As the Savior's final days in mortality were coming to a close, He felt it important to prepare His disciples for the rejection and reviling they would experience as they carried forth His work.
17- These things I command you that ye love one another.
18- If the world hate you, ye know that it hated me before it hated you.
Honestly setting their expectation would enable them them to continue on loving as He did without taking personal offense.
1-These things have I spoken unto you, that ye should not be offended.
2-They shall put you out of the synagogues: yea, the time cometh,
that whosoever killeth you will think that he doeth God service.
As a Latter-day Saint, I find it remarkable that Christ told His disciples that not only would they be hated of the "world" or the non-believers... but also... by those who felt they were in the service of God.
When I was a young child, my father was a student at Brigham Young University in Provo, Utah. You may be aware that Provo has a large population of those who share my faith. He graduated when I was 10 and his new career took our family to the suburbs of St. Louis. Among the many cultural adjustments to make for our family, the sparse number of Latter-day Saints and the large number of Christians who viewed our faith unfavorably, was chief. We felt a fellow-discipleship with so many, but quickly realized that our feeling of honor for their religious views was a one way affinity. I remember one night, my parents discussing in amazement an extermination order against the Mormons which had been removed from Missouri's law books less than a decade prior to our arrival.
It was there in St. Peters, Missouri, that I progressed from 5th grade through to my high school graduation. It was an incredible place to grow from a child, in both the physical and spiritual sense, to a young adult. I was blessed to make many... many, friends who were instrumental in helping me grow and develop in my faith. I had a small, strong group of LDS friends and a large, incredible group of friends who did not share my system of belief.

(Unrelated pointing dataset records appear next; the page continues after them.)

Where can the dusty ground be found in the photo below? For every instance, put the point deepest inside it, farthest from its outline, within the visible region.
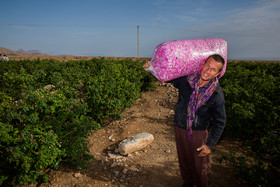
(156, 165)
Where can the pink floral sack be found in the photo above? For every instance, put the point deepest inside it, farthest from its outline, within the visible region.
(174, 59)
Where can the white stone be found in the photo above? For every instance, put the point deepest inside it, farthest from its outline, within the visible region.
(135, 143)
(114, 156)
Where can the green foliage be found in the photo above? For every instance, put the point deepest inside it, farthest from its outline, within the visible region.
(253, 107)
(40, 126)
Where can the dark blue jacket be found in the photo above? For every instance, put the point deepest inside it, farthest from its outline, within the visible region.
(213, 111)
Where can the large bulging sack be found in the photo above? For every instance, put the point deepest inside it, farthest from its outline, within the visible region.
(174, 59)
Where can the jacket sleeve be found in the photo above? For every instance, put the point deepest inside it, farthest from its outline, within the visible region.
(218, 113)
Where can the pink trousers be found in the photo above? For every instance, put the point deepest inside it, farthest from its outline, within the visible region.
(194, 170)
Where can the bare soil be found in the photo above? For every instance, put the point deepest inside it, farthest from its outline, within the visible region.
(156, 165)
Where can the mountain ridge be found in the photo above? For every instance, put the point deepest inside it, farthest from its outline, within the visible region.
(21, 52)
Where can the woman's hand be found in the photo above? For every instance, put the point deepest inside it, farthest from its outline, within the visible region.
(147, 65)
(204, 150)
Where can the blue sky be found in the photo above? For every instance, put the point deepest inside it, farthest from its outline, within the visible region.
(109, 27)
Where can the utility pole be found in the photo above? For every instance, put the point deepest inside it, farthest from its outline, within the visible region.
(138, 40)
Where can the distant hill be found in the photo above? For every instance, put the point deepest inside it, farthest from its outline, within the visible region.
(21, 52)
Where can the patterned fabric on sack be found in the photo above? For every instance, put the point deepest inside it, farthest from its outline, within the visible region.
(174, 59)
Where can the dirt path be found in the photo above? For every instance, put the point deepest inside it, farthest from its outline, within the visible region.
(156, 165)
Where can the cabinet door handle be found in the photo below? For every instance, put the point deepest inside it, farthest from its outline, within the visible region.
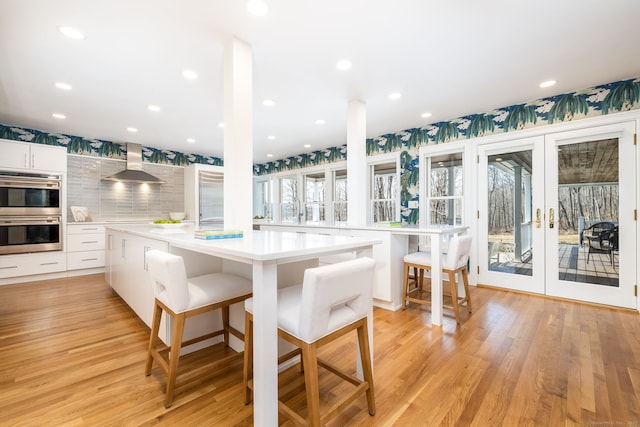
(144, 258)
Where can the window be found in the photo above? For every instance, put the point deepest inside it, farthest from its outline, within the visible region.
(289, 209)
(314, 184)
(384, 192)
(445, 189)
(262, 199)
(340, 197)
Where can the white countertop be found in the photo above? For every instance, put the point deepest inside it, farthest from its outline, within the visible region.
(406, 229)
(280, 246)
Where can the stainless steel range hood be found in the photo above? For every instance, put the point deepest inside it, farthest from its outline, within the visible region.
(134, 172)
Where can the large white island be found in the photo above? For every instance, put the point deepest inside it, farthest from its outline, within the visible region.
(259, 255)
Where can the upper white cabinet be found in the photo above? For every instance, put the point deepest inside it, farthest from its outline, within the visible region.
(35, 157)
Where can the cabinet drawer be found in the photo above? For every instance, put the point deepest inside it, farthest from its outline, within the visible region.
(84, 228)
(85, 242)
(31, 264)
(87, 259)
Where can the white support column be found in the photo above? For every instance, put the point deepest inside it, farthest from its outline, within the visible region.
(238, 136)
(357, 164)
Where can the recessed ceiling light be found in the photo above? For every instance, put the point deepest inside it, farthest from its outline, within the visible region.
(188, 74)
(72, 33)
(63, 86)
(343, 64)
(257, 7)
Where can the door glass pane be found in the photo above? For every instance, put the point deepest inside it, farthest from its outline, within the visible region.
(445, 192)
(314, 198)
(288, 199)
(510, 226)
(587, 217)
(384, 192)
(340, 196)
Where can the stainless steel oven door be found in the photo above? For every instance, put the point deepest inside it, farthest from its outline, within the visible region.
(29, 234)
(30, 194)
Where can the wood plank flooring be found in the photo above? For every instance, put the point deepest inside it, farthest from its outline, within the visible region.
(72, 354)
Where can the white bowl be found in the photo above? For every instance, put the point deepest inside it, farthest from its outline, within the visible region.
(176, 215)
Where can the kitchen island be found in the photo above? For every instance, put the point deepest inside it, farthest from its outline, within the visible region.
(258, 255)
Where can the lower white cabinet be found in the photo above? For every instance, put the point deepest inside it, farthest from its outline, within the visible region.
(32, 264)
(85, 246)
(126, 270)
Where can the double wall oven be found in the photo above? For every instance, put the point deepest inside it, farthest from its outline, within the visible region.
(30, 213)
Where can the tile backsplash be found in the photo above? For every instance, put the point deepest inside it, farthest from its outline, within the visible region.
(116, 201)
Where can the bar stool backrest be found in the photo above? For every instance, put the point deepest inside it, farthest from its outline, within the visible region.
(335, 295)
(168, 279)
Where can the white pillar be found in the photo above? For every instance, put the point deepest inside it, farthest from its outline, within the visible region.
(357, 164)
(238, 136)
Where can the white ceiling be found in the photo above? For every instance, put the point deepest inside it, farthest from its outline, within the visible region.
(451, 58)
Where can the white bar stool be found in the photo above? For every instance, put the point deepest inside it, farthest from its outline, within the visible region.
(453, 262)
(181, 297)
(332, 300)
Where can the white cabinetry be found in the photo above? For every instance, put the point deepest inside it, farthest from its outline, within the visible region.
(126, 271)
(12, 266)
(85, 246)
(36, 157)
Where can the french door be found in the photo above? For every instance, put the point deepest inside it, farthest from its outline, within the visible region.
(557, 214)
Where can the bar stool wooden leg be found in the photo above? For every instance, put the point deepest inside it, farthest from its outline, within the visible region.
(153, 338)
(454, 294)
(174, 356)
(365, 358)
(248, 355)
(310, 360)
(405, 286)
(465, 281)
(225, 324)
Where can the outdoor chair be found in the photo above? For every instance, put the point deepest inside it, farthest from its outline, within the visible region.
(602, 238)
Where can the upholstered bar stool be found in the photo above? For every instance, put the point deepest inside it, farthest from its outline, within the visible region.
(332, 300)
(453, 262)
(181, 297)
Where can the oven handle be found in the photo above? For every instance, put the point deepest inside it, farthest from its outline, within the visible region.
(28, 182)
(29, 220)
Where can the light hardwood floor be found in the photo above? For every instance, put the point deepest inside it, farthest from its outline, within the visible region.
(71, 353)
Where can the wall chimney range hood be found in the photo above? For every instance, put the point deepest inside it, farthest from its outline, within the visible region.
(134, 172)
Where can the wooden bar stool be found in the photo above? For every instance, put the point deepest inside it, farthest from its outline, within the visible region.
(333, 300)
(181, 297)
(453, 262)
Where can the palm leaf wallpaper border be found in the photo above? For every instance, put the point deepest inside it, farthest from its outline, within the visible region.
(608, 98)
(101, 148)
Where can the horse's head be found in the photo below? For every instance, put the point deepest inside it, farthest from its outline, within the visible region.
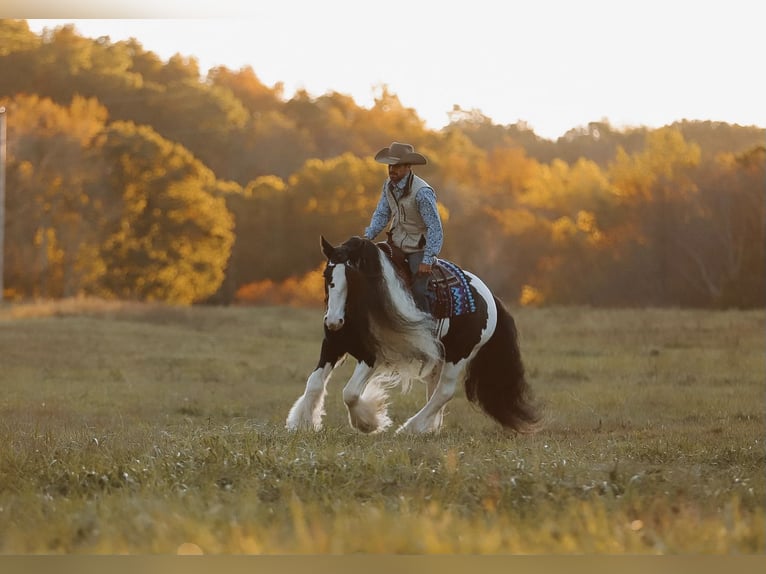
(340, 260)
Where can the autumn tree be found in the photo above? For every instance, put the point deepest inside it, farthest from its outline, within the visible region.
(51, 238)
(168, 235)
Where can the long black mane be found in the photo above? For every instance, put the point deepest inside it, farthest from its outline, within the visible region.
(370, 304)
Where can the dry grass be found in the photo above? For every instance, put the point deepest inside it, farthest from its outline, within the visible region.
(128, 428)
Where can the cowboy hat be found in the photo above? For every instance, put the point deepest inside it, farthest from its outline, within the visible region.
(398, 153)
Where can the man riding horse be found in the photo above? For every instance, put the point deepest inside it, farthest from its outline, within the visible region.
(409, 203)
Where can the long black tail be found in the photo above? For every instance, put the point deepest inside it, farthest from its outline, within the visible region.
(495, 378)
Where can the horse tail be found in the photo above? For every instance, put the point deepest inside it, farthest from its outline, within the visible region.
(495, 378)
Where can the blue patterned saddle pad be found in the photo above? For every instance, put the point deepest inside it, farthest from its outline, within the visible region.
(449, 291)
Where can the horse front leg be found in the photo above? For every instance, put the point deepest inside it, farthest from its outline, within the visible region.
(366, 401)
(308, 410)
(440, 391)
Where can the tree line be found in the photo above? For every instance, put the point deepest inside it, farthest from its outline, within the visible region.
(132, 177)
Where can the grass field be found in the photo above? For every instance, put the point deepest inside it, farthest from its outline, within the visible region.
(141, 429)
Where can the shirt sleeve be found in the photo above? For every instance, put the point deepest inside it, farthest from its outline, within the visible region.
(380, 217)
(426, 200)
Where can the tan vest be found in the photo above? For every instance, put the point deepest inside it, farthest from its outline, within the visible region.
(408, 230)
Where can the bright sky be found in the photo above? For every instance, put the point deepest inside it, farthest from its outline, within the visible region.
(555, 64)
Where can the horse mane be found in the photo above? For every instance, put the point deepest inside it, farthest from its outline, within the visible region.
(398, 327)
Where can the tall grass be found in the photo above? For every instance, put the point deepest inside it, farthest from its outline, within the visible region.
(128, 428)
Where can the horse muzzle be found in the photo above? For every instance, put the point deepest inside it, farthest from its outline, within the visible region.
(333, 324)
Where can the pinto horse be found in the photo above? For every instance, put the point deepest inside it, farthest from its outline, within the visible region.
(372, 316)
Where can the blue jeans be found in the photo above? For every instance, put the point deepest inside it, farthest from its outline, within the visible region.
(419, 282)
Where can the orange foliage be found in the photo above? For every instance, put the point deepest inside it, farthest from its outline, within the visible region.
(305, 291)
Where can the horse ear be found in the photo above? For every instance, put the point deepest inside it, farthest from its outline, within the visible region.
(327, 248)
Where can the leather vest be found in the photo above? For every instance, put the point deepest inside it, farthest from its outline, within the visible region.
(407, 230)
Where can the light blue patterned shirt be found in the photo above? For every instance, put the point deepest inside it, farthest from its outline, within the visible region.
(425, 197)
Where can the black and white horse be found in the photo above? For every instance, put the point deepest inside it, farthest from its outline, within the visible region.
(372, 317)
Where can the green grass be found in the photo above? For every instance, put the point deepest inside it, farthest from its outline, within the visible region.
(129, 428)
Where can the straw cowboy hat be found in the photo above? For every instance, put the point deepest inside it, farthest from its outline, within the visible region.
(398, 153)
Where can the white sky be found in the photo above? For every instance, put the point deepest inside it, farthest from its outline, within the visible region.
(556, 64)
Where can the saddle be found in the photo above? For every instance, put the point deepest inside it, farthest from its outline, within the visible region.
(448, 287)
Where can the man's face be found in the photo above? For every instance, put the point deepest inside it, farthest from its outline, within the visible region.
(397, 172)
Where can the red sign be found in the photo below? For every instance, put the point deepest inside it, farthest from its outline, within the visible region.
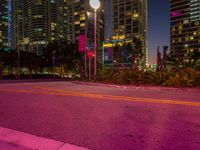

It was a common occurrence to hear a teacher present incorrect information about Mormon beliefs and practices in school. I remember being deeply disturbed by this in a 7th grade history class, but not having the confidence to speak up. I went home and shared this experience with my mom, who then took me back to the school to talk to the teacher. This experience was horrifying and enlightening all at the same time. As I watched my mom's respectful and confident approach in sharing correct information, I began to learn how to stand up for my beliefs.

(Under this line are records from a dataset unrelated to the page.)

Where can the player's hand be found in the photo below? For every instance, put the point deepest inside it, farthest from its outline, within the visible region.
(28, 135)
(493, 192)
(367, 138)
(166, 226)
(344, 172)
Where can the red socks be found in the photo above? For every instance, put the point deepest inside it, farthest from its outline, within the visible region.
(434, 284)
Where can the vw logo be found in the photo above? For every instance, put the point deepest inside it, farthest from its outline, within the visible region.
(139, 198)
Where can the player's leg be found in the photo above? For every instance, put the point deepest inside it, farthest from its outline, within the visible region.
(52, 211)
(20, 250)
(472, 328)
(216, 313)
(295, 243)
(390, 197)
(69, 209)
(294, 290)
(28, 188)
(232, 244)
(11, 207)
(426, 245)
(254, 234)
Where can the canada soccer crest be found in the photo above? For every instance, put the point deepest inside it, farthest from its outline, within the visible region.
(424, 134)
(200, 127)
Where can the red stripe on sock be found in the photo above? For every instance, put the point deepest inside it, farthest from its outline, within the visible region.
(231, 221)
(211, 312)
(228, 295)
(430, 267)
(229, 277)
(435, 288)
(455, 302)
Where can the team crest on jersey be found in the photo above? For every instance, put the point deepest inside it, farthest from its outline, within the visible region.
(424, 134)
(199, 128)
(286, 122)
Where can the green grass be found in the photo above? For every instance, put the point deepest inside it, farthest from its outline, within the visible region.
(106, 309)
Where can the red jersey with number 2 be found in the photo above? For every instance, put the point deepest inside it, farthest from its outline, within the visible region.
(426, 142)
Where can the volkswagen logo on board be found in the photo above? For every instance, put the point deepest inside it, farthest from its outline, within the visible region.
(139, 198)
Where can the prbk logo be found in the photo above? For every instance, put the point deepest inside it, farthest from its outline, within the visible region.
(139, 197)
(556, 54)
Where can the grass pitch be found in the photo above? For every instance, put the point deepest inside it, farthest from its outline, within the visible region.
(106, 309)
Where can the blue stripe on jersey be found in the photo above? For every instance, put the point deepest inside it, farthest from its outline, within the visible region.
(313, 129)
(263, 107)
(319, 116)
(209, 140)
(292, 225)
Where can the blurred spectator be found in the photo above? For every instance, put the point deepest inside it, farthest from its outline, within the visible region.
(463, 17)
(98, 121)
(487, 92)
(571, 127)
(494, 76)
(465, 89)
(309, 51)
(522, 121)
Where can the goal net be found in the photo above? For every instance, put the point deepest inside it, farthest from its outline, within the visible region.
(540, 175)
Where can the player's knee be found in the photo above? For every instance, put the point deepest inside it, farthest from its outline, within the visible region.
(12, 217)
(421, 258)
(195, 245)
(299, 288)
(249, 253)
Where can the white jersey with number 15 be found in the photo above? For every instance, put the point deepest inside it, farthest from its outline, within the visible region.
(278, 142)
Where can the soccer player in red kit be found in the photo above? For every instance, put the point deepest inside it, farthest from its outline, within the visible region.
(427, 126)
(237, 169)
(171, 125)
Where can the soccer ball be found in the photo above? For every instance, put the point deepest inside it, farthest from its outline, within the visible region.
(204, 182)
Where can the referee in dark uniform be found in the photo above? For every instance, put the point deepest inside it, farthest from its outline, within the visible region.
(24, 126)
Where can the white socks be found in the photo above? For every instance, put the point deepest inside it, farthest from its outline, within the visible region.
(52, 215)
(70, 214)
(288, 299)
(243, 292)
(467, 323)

By the time I reached high school, my teachers and peers would openly ask me questions about my faith as part of classroom discussion. I cannot adequately express the depth of gratitude I feel for the blessed opportunity to grow up in that environment. To this day, I feel such love and fondness for the people of St. Louis and the life lessons I learned there.
Most Latter-day Saints know what it feels like to pass through a crowd of jeering protestors when attending any large church gathering. The signs about Hell, the pamphlets filled with misguided animosity... these are simply part of the turf that comes with membership in The Church of Jesus Christ of Latter day Saints. The attack on the Christianity of a faith, which proclaims Jesus Christ himself to be the chief cornerstone, continues to perplex me to this day.

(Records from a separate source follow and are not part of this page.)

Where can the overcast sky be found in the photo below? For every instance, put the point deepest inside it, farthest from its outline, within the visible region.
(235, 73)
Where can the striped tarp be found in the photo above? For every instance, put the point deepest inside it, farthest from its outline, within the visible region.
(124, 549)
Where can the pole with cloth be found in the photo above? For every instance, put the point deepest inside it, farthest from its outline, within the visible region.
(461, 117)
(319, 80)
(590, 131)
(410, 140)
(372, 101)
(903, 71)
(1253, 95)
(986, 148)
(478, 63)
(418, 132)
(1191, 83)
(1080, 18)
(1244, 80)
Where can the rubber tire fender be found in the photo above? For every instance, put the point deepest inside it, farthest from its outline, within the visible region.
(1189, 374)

A couple of years ago, Todd and I took our children to the Mesa Easter Pageant. This is a beautiful, outdoor play, depicting the life and sacrifice of the Lord, Jesus Christ. I didn't give the protesters who were yelling and holding up their signs a second thought. Todd and I visited with friends, while my children were off playing as we waited for the program to begin. It was a reality check for me when my then 8 year old came up to me, with tears in his eyes, and asked in a quivering voice, why the protesters were saying that we were going to Hell. I grabbed his little hand and said, "Let's go over and see what they are saying."
Together we walked over and read the signs and listened to to hateful things one preacher in particular was yelling. I asked my son,
"Does that seem like something that Jesus would do?"
He responded, "No."
I proceeded to tell him, that part of being a follower of the Savior and carrying His cross means that some people will hate you, and they will say mean things to you...
This is the walk of the Savior.
I asked Him if he thought that God was happy with his decision to be at the pageant that night. He replied, "Yes."
"That is all that matters, Son... That is ALL that matters!"
When others revile us because of our discipleship, we count it an honor to be persecuted for Christ's sake. There is absolutely no need to take personal offense! It is simply an opportunity to grow in Christ-like love. This is the pattern established by Jesus Christ himself! It is the pattern that was boldly carried forward by the likes of Peter and Paul. It is the pattern which continues on through apostles and disciples of these last days. It is the pattern which will continue on until the Savior comes again!